Michael Kelly got a book out of the First Iraq War called Martyrs' Day: Chronicle of Small War (1993). But the book I take down when an American correspondent dies in a combat zone is Kelly's second one, Things Worth Fighting For. It's a collection of his best stuff and features a fine introduction by Ted Koppel. T he former Nightline anchor knew Kelly and also covered the same wars he did.
I thumb through the book a bit. I re-read the clippings I keep in the back of eulogies of Kelly by fellow journalists. Then I put Michael Kelly's book back where I can find it -- because I know I'll need it again.
Perhaps war correspondents should have the same motto which trial lawyers do:
Sometimes you get the bear.
Sometimes the bear gets you.
Here, via the Associated Press, is the text of Marie Colvin's last report -- which will air on the BBC tonight.
Some will say a war correspondent's death doesn't matter. Surely, so many more human beings besides Marie Colvin and Remi Ochlik died in Syria in the last 24 hours. Why should we care about their "witness?"
Did they die -- like the 20 Americans who've died so far this month in Afghanistan did -- for their country?
No.
Did they die for something?
Yes.
Colvin -- who lost an eye to shrapnel (again, she believed she was deliberately targeted) covering the Sri Lanka civil war -- believed the danger of the job was beside the point. She had an exalted sense of the journalist's trade. Here, for example, Colvin speaks to a November, 2010 memorial service in London for journalists, cameramen and support staff killed in covering conflicts.
In her remarks, Marie Colvin certainly recognizes the romance of what she did. But she believed the larger truth, too: that the information war correspondents bring back is essential for the functioning of our republic. And she knew, too, that sometimes the cost of getting that information is blood.
When that happens, even when they don't die, journalists themselves become the story. I'm quite sure that's the last thing that Marie Colvin - or Michael Kelly - every wanted.
According to its website, the deadline for nominations for the 2012 Michael Kelly Award expired on February 3. The Kelly Award was established by the Atlantic Media Company in 2004 to honor its late editor's legacy. It seeks to further "the fearless pursuit and expression of truth." To be entered, a journalist's work must be published in a U.S.-based outlet.
That disqualifies Colvin, too, because her work appeared in UK outlets. And that's too bad because Marie Colvin, American, would make a fine Michael Kelly Award honoree this year.
It's especially unfortunate because the Kelly Award's first recipient was Anthony Shadid of the New York Times. Anthony Shadid, born in Oklahoma City of Lebanese ancestry, died in Syria last week while covering the same conflict which has now claimed the lives of Marie Colvin and Remi Ochlik.
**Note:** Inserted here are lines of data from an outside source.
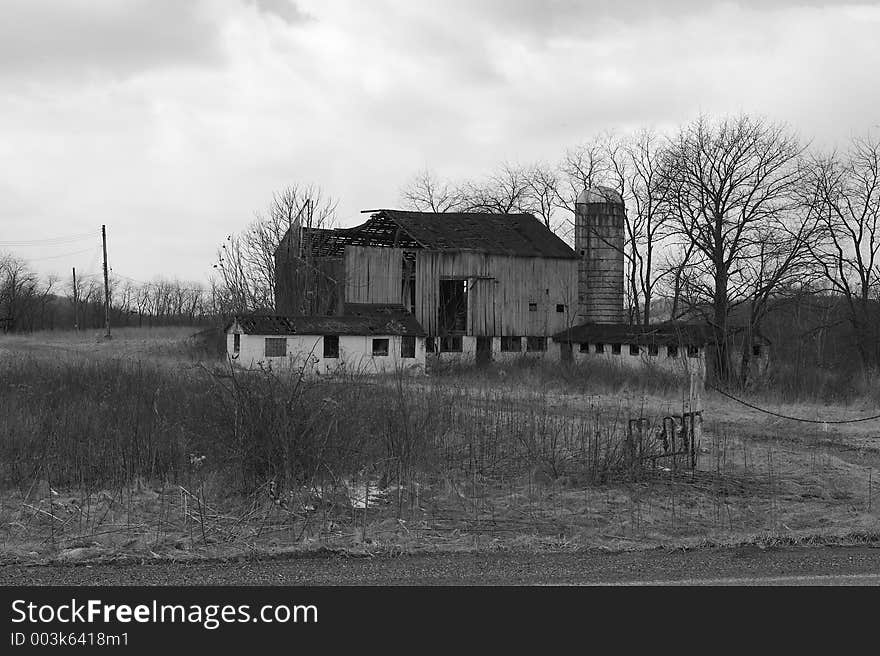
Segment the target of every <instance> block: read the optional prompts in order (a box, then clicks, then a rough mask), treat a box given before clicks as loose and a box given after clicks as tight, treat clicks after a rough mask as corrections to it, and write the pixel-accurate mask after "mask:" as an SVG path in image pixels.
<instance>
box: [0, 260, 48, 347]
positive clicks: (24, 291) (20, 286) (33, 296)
mask: <svg viewBox="0 0 880 656" xmlns="http://www.w3.org/2000/svg"><path fill="white" fill-rule="evenodd" d="M38 283H39V279H38V278H37V274H36V273H34V272H33V271H31V269H30V268H29V267H28V265H27V262H25V261H24V260H22V259H20V258H17V257H15V256H13V255H3V256H0V321H2V324H3V331H4V332H15V331H16V330H20V329H23V328H24V324H25V321H26V319H27V316H28V313H29V312H30V310H31V306H32V305H33V303H34V299H35V298H36V297H37V296H38V291H37V286H38Z"/></svg>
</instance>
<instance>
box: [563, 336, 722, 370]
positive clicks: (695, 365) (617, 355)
mask: <svg viewBox="0 0 880 656" xmlns="http://www.w3.org/2000/svg"><path fill="white" fill-rule="evenodd" d="M558 346H559V350H558V351H557V353H559V358H560V359H561V358H562V351H561V347H562V345H561V344H559V345H558ZM629 347H630V345H629V344H621V345H620V354H618V355H615V354H613V353H612V352H611V344H605V345H604V348H605V352H604V353H596V345H595V344H590V345H589V352H584V353H582V352H581V351H580V344H577V343H575V344H572V345H571V350H572V358H573V360H574V362H576V363H585V362H597V361H605V362H609V363H615V364H618V365H620V366H624V367H632V368H639V367H658V368H660V369H663V370H665V371H670V372H674V373H682V374H686V373H689V372H691V371H695V372H696V373H697V375H698V376H701V377H704V376H705V374H706V353H705V349H704V348H703V347H702V346H701V347H700V348H699V351H698V354H697V357H689V356H688V354H687V347H686V346H684V345H681V346H679V347H678V355H677V356H675V357H669V356H668V355H667V353H666V346H665V345H658V347H657V355H648V347H647V346H644V345H639V354H638V355H631V354H630V352H629Z"/></svg>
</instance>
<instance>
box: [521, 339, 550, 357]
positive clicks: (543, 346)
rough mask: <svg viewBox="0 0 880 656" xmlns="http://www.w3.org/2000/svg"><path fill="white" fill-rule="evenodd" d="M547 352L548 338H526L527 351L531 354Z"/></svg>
mask: <svg viewBox="0 0 880 656" xmlns="http://www.w3.org/2000/svg"><path fill="white" fill-rule="evenodd" d="M546 350H547V338H546V337H527V338H526V351H528V352H529V353H534V352H536V351H546Z"/></svg>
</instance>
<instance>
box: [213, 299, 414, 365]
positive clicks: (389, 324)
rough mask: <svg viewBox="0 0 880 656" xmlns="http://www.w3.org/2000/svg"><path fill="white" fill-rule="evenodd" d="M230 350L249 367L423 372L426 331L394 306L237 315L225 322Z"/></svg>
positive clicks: (234, 360)
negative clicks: (338, 311)
mask: <svg viewBox="0 0 880 656" xmlns="http://www.w3.org/2000/svg"><path fill="white" fill-rule="evenodd" d="M226 351H227V355H228V356H229V358H230V360H231V361H232V362H233V363H234V364H236V365H238V366H240V367H242V368H245V369H256V368H266V369H268V368H271V369H273V370H284V369H287V370H293V371H299V370H302V371H303V372H304V373H306V374H309V375H314V374H317V375H322V374H333V373H342V372H350V373H363V374H378V373H390V372H394V371H405V372H407V373H416V374H418V373H422V374H423V373H424V372H425V332H424V330H423V329H422V327H421V326H420V325H419V323H418V321H416V318H415V317H414V316H413V315H412V314H409V313H407V312H405V311H403V310H402V309H401V308H397V307H395V306H374V307H369V308H365V306H360V308H359V311H358V314H345V315H338V316H313V315H310V316H278V315H255V314H248V315H237V316H235V317H233V318H232V321H230V323H229V324H228V325H227V326H226Z"/></svg>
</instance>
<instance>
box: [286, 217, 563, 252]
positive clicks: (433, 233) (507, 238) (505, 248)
mask: <svg viewBox="0 0 880 656" xmlns="http://www.w3.org/2000/svg"><path fill="white" fill-rule="evenodd" d="M371 212H372V214H371V216H370V218H369V219H368V220H367V221H366V222H364V223H362V224H361V225H359V226H355V227H353V228H339V229H336V230H325V229H306V230H305V231H304V232H305V233H306V235H307V238H308V239H309V240H310V242H311V244H312V251H313V254H314V255H316V256H325V257H328V256H329V257H333V256H336V257H338V256H341V255H342V251H343V249H344V248H345V246H347V245H353V246H377V247H397V248H414V249H418V248H424V249H428V250H437V251H477V252H482V253H488V254H492V255H508V256H516V257H547V258H564V259H577V254H576V253H575V252H574V251H573V250H572V249H571V248H570V247H569V246H568V245H567V244H566V243H565V242H564V241H562V240H561V239H560V238H559V237H557V236H556V235H555V234H553V232H552V231H551V230H550V229H548V228H547V227H546V226H545V225H544V224H543V223H541V221H539V220H538V219H537V218H536V217H535V216H534V215H532V214H484V213H479V212H409V211H403V210H387V209H382V210H371ZM285 239H288V237H285ZM282 243H284V242H282Z"/></svg>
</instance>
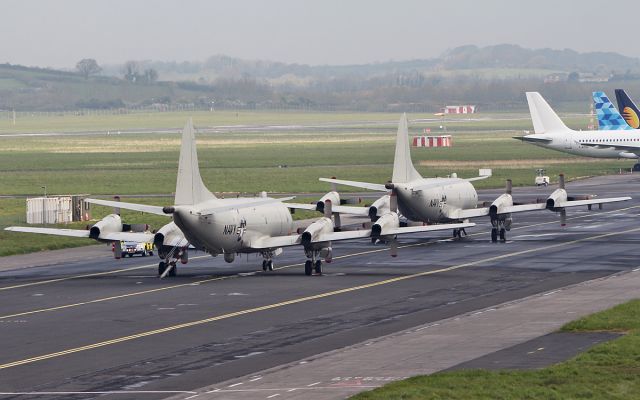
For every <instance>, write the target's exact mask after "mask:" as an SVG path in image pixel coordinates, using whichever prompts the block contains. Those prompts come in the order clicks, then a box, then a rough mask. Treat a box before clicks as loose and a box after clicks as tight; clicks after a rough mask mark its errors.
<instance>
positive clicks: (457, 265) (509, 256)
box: [0, 228, 640, 369]
mask: <svg viewBox="0 0 640 400" xmlns="http://www.w3.org/2000/svg"><path fill="white" fill-rule="evenodd" d="M637 231H640V228H633V229H628V230H625V231H618V232H610V233H604V234H599V235H596V236H591V237H587V238H582V239H576V240H572V241H569V242H563V243H557V244H552V245H548V246H544V247H539V248H535V249H528V250H521V251H517V252H513V253H507V254H503V255H499V256H495V257H489V258H485V259H482V260H477V261H472V262H468V263H463V264H458V265H454V266H450V267H445V268H440V269H437V270H431V271H423V272H418V273H415V274H411V275H405V276H400V277H396V278H391V279H385V280H382V281H377V282H372V283H368V284H364V285H358V286H352V287H349V288H344V289H339V290H334V291H330V292H325V293H320V294H316V295H312V296H305V297H300V298H297V299H291V300H286V301H282V302H279V303H274V304H269V305H265V306H260V307H254V308H249V309H245V310H240V311H235V312H231V313H227V314H223V315H217V316H213V317H209V318H205V319H200V320H197V321H191V322H185V323H182V324H177V325H172V326H167V327H164V328H159V329H154V330H150V331H146V332H139V333H136V334H133V335H129V336H122V337H119V338H114V339H110V340H105V341H102V342H98V343H93V344H88V345H85V346H80V347H74V348H70V349H66V350H62V351H58V352H55V353H49V354H43V355H40V356H35V357H31V358H26V359H23V360H17V361H13V362H9V363H6V364H0V369H7V368H12V367H17V366H20V365H26V364H32V363H35V362H38V361H43V360H49V359H52V358H57V357H61V356H64V355H68V354H74V353H80V352H83V351H87V350H91V349H97V348H100V347H106V346H111V345H114V344H118V343H124V342H128V341H132V340H136V339H140V338H144V337H149V336H154V335H159V334H162V333H167V332H173V331H177V330H181V329H186V328H191V327H194V326H199V325H203V324H208V323H211V322H216V321H222V320H225V319H230V318H234V317H239V316H243V315H247V314H254V313H258V312H261V311H267V310H272V309H275V308H280V307H285V306H289V305H292V304H299V303H304V302H308V301H313V300H318V299H323V298H327V297H332V296H337V295H341V294H344V293H350V292H355V291H358V290H364V289H369V288H373V287H379V286H383V285H388V284H391V283H396V282H401V281H405V280H409V279H415V278H419V277H423V276H428V275H435V274H439V273H443V272H449V271H454V270H457V269H461V268H468V267H472V266H476V265H479V264H484V263H487V262H492V261H498V260H502V259H506V258H511V257H515V256H520V255H524V254H531V253H536V252H539V251H548V250H551V249H555V248H560V247H566V246H569V245H572V244H576V243H581V242H585V241H589V240H596V239H602V238H606V237H611V236H618V235H624V234H627V233H631V232H637Z"/></svg>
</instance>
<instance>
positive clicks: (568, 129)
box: [527, 92, 569, 133]
mask: <svg viewBox="0 0 640 400" xmlns="http://www.w3.org/2000/svg"><path fill="white" fill-rule="evenodd" d="M527 103H529V112H531V121H532V122H533V129H534V131H535V133H553V132H561V131H567V130H569V128H567V126H566V125H565V124H564V122H562V120H561V119H560V117H558V114H556V113H555V112H554V111H553V110H552V109H551V106H549V104H548V103H547V102H546V101H545V99H543V98H542V96H541V95H540V93H538V92H527Z"/></svg>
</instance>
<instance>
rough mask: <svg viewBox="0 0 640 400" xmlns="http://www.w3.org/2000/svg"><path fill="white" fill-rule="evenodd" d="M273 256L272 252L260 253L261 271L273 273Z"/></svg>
mask: <svg viewBox="0 0 640 400" xmlns="http://www.w3.org/2000/svg"><path fill="white" fill-rule="evenodd" d="M273 256H274V253H273V252H272V251H265V252H263V253H262V257H263V258H264V260H262V270H263V271H265V272H266V271H273Z"/></svg>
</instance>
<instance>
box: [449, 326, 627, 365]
mask: <svg viewBox="0 0 640 400" xmlns="http://www.w3.org/2000/svg"><path fill="white" fill-rule="evenodd" d="M620 336H622V334H621V333H613V332H553V333H550V334H548V335H544V336H540V337H537V338H535V339H531V340H528V341H526V342H524V343H520V344H517V345H515V346H511V347H508V348H506V349H503V350H499V351H495V352H493V353H490V354H487V355H485V356H482V357H478V358H475V359H473V360H470V361H466V362H463V363H460V364H458V365H456V366H454V367H452V368H449V370H463V369H489V370H500V369H509V370H512V369H537V368H543V367H547V366H549V365H553V364H556V363H559V362H561V361H565V360H567V359H569V358H571V357H574V356H576V355H578V354H580V353H582V352H584V351H587V350H589V349H590V348H591V347H593V346H595V345H597V344H600V343H603V342H608V341H610V340H613V339H617V338H618V337H620Z"/></svg>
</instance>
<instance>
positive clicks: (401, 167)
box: [391, 114, 422, 183]
mask: <svg viewBox="0 0 640 400" xmlns="http://www.w3.org/2000/svg"><path fill="white" fill-rule="evenodd" d="M420 178H422V177H421V176H420V174H419V173H418V171H416V169H415V168H414V167H413V163H412V162H411V149H410V148H409V128H408V126H407V114H402V117H401V118H400V123H399V124H398V135H397V136H396V155H395V158H394V160H393V178H392V179H391V182H393V183H404V182H411V181H413V180H416V179H420Z"/></svg>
Shadid also won the Pulitzer Prize for International Reporting in 2004 and 2010.
As his website demonstrates, Shadid didn't just write about wars and political conflict -- although that certainly was the subject of his reporting. His latest book, House of Stone: A Memoir of Home, Family and a Lost Middle East, is about restoring his family's ancestral home in Lebanon. It will be published on February 28 by Houghton Mifflin Harcourt.
At the time of their deaths, Shadid was 43, Marie Colvin was 55 and Remi Ochlik was 28.